In "Taxidermista," Jon Tan (@jontangerine) writes about our culture's failure to accurately archive and document web design. He supposes that one day down the road the Tate Modern will have a Web Design Gallery devoted to the best websites built throughout history. But to provide such an exhibition would require a level of technical support that could be prohibitive and potentially disingenuous. If a flat screen monitor were to display a website from 1996 in Safari 5, would that accurately represent the purity of that design? Is the entire website contained therein for exploration, or is it just a flat, two-dimensional screenshot? And what of the accompanying object label? Does it describe the design challenges, website goals, and technical limitations that constrained the developers at the time of its inception?
Dan Rubin (@danrubin) pushes the boundaries of how we think about the web and attacks the notion that the Internet is a series of documents or pages to be accessed and read. His essay, "Off the Page," insists that the future of web design lies in breaking outside of the margins and traditional typographical conventions that we set for ourselves. The web is anything but flat and static. Why do we insist on keeping it that way?
What of etiquette and code of conduct? Liz Danzico (@bobulate) writes about the shift in how we remember people in the online space, as opposed to around the dinner table. With "Names and the New Public," she talks about our need to amass identities, the way in which we associate people with their avatars, and the context with which we know each other.
Lastly, The Standardistas (@standardistas) call for action with "Designing the Mind." They ask: "So, with the foundations—the craft of our industry—in place, how do we develop the thinking that is essential to moving our industry forward?" Their answer is a three-step process. First widening our vision through the collection and processing of more information—libraries. Second, converging Socratically and having conversations longer than 140 characters about what we've learned. Lastly, building a canon of knowledge by articulating what we've learned through writing. This takes us beyond the input and churning dialog, allowing us the opportunity to the give back and share with others what we have learned.
RTFM
Each of the essays covered a topic that I had not entirely considered, and I was thrilled to have my mind expanded a little more with each one. Each of the lessons, told in personal narrative, were poignant and thoughtful—an insight into what influenced each of the authors. I'm an avid proponent of cross-pollination—for me it is the best way to open our mind to new perspectives, allow differing influences into our life and creating dialog across disciplines.
I look forward to ordering Volume Two, eager to see what it has to say both about the field of web design and how I can take its lessons and apply them to my own life and trajectory.
Order The Manual directly from their website, alwaysreadthemanual.com.
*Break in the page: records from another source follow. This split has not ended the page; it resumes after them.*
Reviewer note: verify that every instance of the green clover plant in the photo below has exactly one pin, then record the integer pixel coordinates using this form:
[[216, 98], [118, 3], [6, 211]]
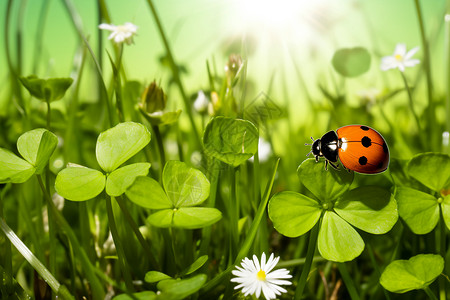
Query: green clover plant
[[114, 147], [36, 147], [231, 141], [369, 208], [184, 189], [420, 210], [416, 273]]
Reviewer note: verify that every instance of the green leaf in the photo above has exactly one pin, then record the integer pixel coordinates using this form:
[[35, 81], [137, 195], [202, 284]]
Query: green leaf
[[445, 206], [195, 217], [147, 192], [46, 89], [197, 264], [13, 168], [116, 145], [293, 214], [184, 186], [79, 183], [147, 295], [155, 276], [325, 185], [431, 169], [419, 210], [370, 208], [232, 141], [177, 289], [338, 241], [162, 218], [351, 62], [120, 179], [401, 276], [36, 146]]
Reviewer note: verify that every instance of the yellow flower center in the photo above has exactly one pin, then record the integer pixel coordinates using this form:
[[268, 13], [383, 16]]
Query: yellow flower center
[[261, 275]]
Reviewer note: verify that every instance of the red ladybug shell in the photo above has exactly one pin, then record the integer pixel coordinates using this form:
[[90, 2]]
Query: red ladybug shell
[[362, 149]]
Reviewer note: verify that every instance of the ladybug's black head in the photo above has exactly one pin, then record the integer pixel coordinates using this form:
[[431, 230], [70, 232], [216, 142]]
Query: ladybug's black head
[[315, 149]]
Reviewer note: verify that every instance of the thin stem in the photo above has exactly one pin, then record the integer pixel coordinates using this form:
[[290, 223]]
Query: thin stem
[[429, 293], [118, 243], [411, 102], [351, 288], [34, 261], [96, 287], [137, 232], [313, 235], [175, 71]]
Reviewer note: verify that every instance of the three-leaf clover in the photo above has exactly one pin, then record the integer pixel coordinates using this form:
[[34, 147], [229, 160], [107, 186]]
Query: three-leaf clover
[[369, 208], [420, 210], [231, 141], [36, 147], [184, 188], [114, 147]]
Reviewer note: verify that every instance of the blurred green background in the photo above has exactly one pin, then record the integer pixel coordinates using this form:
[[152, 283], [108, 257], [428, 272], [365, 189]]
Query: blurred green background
[[272, 36]]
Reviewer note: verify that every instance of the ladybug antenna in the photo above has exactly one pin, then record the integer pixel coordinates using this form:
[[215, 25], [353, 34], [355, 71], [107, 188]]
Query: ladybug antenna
[[306, 144]]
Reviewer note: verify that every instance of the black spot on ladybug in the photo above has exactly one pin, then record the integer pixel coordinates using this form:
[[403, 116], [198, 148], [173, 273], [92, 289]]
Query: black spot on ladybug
[[362, 160], [366, 141], [385, 149]]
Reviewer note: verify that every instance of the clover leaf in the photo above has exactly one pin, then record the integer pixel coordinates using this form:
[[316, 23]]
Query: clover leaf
[[419, 209], [36, 146], [114, 147], [232, 141], [401, 276], [369, 208], [184, 188]]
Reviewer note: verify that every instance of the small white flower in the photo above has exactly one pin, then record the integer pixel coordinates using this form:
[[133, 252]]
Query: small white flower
[[120, 33], [400, 59], [254, 277], [201, 103]]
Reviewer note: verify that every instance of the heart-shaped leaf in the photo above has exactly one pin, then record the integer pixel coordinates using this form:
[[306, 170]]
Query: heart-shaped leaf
[[120, 179], [46, 89], [116, 145], [418, 209], [338, 241], [195, 217], [177, 289], [184, 186], [13, 168], [293, 214], [147, 192], [232, 141], [370, 208], [328, 185], [36, 146], [79, 183], [401, 276], [351, 62], [431, 169]]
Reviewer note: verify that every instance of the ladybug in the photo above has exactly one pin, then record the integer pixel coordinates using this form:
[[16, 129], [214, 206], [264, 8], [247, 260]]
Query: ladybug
[[358, 147]]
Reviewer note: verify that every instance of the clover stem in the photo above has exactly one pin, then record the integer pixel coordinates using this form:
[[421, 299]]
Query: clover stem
[[137, 232], [313, 235], [430, 293], [96, 287], [118, 243], [441, 232], [159, 141], [348, 281]]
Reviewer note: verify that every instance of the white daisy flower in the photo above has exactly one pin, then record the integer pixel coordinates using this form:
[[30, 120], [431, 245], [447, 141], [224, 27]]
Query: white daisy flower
[[400, 59], [254, 277], [120, 33]]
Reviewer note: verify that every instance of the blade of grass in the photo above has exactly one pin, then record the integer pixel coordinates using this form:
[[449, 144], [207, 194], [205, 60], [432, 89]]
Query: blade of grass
[[248, 242]]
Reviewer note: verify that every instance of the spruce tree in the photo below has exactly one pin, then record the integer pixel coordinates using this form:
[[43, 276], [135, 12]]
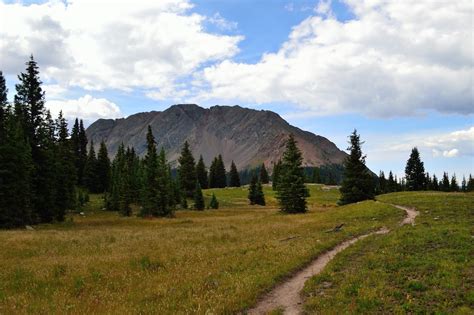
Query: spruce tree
[[445, 185], [164, 206], [358, 184], [291, 190], [16, 168], [434, 183], [66, 172], [198, 198], [234, 176], [276, 174], [453, 186], [150, 185], [264, 178], [213, 204], [187, 171], [259, 197], [90, 170], [415, 172], [252, 190], [201, 173], [103, 169]]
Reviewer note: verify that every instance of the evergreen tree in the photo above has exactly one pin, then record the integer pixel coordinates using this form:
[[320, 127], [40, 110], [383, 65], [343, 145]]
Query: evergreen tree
[[276, 174], [316, 176], [434, 183], [464, 184], [454, 184], [16, 167], [415, 172], [198, 198], [3, 107], [470, 184], [234, 176], [358, 183], [103, 169], [259, 197], [391, 183], [66, 172], [214, 204], [264, 178], [201, 173], [150, 186], [291, 190], [90, 170], [187, 171], [82, 154], [252, 189], [165, 202], [382, 184], [217, 173], [445, 185]]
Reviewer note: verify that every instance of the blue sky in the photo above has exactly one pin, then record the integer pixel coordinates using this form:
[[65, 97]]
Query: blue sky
[[399, 72]]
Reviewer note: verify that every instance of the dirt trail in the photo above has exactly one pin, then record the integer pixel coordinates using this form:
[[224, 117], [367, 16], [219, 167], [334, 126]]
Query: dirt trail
[[287, 296]]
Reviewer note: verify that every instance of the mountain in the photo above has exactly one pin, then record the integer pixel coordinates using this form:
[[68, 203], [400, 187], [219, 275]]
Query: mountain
[[247, 136]]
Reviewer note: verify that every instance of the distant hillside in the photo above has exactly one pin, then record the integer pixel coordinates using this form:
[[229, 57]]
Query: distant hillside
[[247, 136]]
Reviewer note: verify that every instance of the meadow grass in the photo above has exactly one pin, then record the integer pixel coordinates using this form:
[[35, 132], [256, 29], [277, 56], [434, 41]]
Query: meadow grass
[[423, 269], [217, 261]]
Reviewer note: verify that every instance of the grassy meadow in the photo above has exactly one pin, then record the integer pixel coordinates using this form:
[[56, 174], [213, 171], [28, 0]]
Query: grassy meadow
[[215, 261], [423, 269]]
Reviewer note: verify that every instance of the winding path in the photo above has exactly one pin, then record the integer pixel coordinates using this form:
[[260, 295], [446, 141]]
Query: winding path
[[287, 296]]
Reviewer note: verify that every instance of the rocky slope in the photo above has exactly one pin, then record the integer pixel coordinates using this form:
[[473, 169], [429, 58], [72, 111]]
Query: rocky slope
[[247, 136]]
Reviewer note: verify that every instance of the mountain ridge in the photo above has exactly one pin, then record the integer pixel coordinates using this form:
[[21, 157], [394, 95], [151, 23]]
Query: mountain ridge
[[246, 136]]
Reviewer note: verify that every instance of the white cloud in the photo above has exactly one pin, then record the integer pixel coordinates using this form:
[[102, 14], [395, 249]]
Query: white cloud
[[86, 107], [103, 44], [395, 58]]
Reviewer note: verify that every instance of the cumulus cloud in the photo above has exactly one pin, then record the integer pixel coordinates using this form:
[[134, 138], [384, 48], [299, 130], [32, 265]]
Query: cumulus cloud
[[440, 145], [394, 58], [98, 44], [86, 107]]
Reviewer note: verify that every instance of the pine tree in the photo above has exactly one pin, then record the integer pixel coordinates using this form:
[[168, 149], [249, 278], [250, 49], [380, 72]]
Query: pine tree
[[264, 178], [382, 186], [445, 185], [103, 169], [214, 204], [276, 174], [82, 154], [66, 172], [434, 183], [201, 173], [291, 190], [252, 189], [164, 187], [259, 197], [198, 198], [358, 184], [470, 183], [234, 176], [316, 176], [187, 171], [464, 184], [16, 168], [453, 186], [391, 183], [415, 172], [150, 186], [3, 107], [90, 170]]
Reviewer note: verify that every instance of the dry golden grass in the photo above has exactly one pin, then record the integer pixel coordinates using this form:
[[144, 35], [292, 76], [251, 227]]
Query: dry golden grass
[[217, 261]]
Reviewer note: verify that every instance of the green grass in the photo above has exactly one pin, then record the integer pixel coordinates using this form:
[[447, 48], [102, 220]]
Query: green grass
[[423, 269], [216, 261]]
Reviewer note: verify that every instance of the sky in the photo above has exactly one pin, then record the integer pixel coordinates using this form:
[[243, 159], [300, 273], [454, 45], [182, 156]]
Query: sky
[[400, 72]]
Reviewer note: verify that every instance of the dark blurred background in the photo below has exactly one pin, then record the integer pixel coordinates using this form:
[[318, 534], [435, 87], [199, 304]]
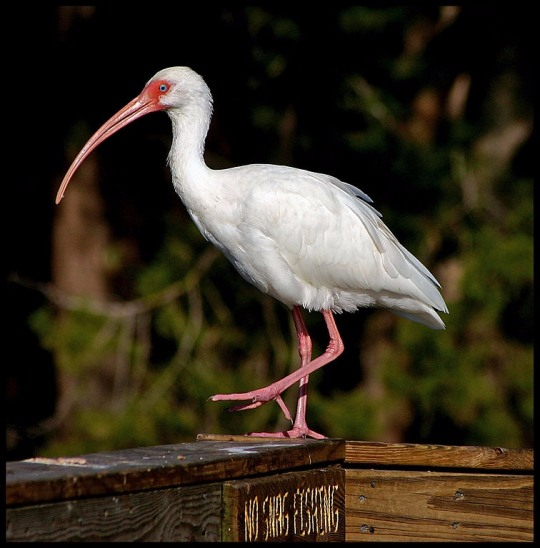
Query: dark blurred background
[[122, 320]]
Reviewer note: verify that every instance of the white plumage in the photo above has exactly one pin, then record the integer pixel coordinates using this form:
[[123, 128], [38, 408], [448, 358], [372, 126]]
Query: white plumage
[[307, 239]]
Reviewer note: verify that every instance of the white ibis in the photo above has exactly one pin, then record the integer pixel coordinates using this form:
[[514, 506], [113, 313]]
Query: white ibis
[[309, 240]]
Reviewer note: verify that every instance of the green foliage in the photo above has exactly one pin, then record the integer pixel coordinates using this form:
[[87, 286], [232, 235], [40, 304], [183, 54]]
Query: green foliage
[[139, 372]]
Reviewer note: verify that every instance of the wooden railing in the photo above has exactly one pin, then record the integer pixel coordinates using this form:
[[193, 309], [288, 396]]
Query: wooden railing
[[237, 488]]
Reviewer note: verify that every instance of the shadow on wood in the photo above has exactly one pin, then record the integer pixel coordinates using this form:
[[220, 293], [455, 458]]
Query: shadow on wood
[[238, 488]]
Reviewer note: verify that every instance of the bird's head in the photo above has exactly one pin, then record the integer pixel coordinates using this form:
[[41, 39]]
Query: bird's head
[[170, 88]]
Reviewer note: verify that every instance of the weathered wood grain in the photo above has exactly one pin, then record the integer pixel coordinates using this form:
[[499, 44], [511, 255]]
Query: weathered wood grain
[[389, 505], [42, 480], [184, 514], [438, 456], [306, 506]]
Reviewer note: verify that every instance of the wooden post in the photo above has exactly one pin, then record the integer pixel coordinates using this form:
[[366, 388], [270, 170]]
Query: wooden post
[[237, 488]]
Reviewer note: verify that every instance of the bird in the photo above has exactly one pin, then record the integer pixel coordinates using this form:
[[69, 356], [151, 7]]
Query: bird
[[307, 239]]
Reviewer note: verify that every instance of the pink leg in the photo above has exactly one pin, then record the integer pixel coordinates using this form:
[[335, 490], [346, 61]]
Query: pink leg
[[274, 390]]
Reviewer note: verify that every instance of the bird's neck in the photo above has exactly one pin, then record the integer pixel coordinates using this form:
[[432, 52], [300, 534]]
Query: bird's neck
[[189, 129]]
You can purchase individual volumes for $25 a piece, or subscribe for one year (three volumes) for a discounted $65. Note: allow a couple weeks for delivery, as they ship from the UK. Update: @themanual says, "Heads up: we ship US orders out of L.A now, so they should ship much faster."
Next up on my shelf:
Blink by Malcolm Gladwell
Bookshelf is a series of book reviews and thoughts about what I've read. Some are left-brained books, some are right-brained books, but the best books are the ambidextrous-brained books. Disclosure: most purchase links are created through affiliate programs. If you like what you see here, consider supporting The Ambidextrous Brain by using the links to purchase a book.
* I'll admit was a little critical of XOXO at the time for a couple reasons: 1) I was sore that tickets sold out before I'd even heard of it, and 2) I was a little miffed that the speaker line-up was not terribly diverse (100% white and less than 25% female). I've since heard from friends and peers how amazing it was, so I've cut them a little slack.